Plans to deploy the unmanned aerial vehicles were revealed on Thursday following complaints about disorderly private events.
Assistant NYPD Commissioner Kaz Daughtry said officers would “use our resources” to begin policing parties.
But it caused immediate backlash and sparked privacy fears among civil liberties groups.
There are concerns about whether the use of drones violates existing police surveillance laws.
Drones will be used by New York City police over Labor Day weekend to monitor backyard parties and “large gatherings”
Assistant NYPD Commissioner Kaz Daughtry said officers would “use our resources” to begin policing parties
The plans caused immediate backlash and led to privacy fears among civil liberties groups. There are concerns about whether drones violate existing police surveillance laws
The move was announced during a safety briefing aimed at J’ouvert, taking place Monday.
It is an annual Caribbean festival that marks the end of slavery, bringing thousands of revelers and a heavy police presence to the streets of Brooklyn.

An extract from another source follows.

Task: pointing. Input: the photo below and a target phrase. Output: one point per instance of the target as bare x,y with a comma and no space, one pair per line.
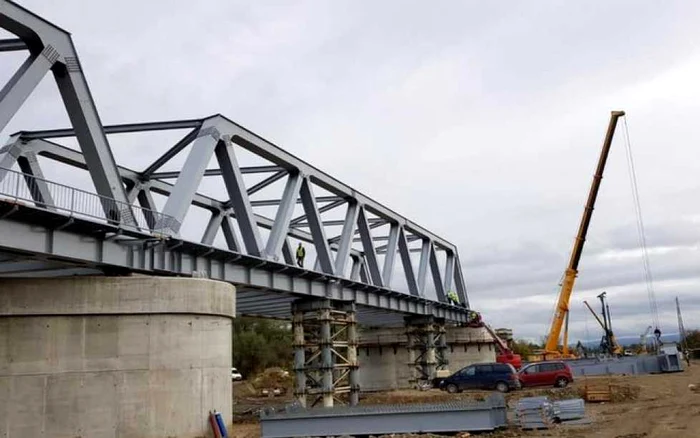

“If a caller says there’s a big crowd, a big party in a backyard, we’ll use our resources to go up and control the party,” Deputy Commissioner Daughtry said at a news conference.
He added that the drones would respond to “non-priority and priority calls” outside the parade route.
But Daniel Schwarz, a privacy and technology strategist at the New York Civil Liberties Union, responded to the proposal to use drones to monitor backyard parties.
“It’s a troubling announcement and it goes against the POST Act,” he said, referring to a 2020 city law requiring the NYPD to disclose its surveillance tactics.
“Deploying drones in this way is a sci-fi inspired scenario.”
Albert Fox Cahn, executive director of the Surveillance Technology Oversight Project, said: “One of the biggest concerns in the rush to roll out new forms of aerial surveillance is how little protection we have against seeing these cameras pointed at our backyards or even our bedrooms. .’
He added that city officials need to be more transparent with the public about how police currently use drones, with clear guardrails that prevent oversight in the future.
“Obviously flying a drone over a backyard barbecue is a step too far for many New Yorkers,” Cahn said.
New York increasingly relies on drones for police purposes. Records kept by the city show that police have deployed drones 124 times this year for public safety or emergencies, compared to just four times in all of 2022.
They were seen in the air after a parking garage collapsed earlier this year and when a giveaway event erupted into teen mayhem.
Daniel Schwarz, privacy and technology strategist at the New York Civil Liberties Union, has spoken out about the proposal to use drones to monitor backyard parties
The move was announced during a safety briefing aimed at J’ouvert, taking place Monday. Pictured: J’ouvert carnival parade in Brooklyn last year
Assistant Commissioner Daughtry added that the drones would respond to ‘non-priority and priority calls’ outside the parade route
Mayor Eric Adams, a former police commissioner, has said he wants police to further embrace the “endless” potential of drones, citing Israel’s use of the technology as a blueprint following a visit to the country last week.
But as the technology continues to spread, privacy advocates say regulations have not kept up, opening the door to intrusive surveillance that would be illegal if performed by a human police officer.
The NYPD did not respond to an email asking for more information about its drone policy.
In response to a request for comment, a spokesperson for Mayor Adams shared a link to new guidelines that make it easier for private drone operators to fly in the city.
But they don’t address whether the NYPD has a drone surveillance policy.
According to a recent report from the American Civil Liberty Union, about 1,400 police departments across the country are currently using drones in some form.
Federal rules generally restrict them to flying within the line of sight of the operator, although many departments have requested exemptions.
The report predicted that drone use was “on the verge of exploding” among police forces.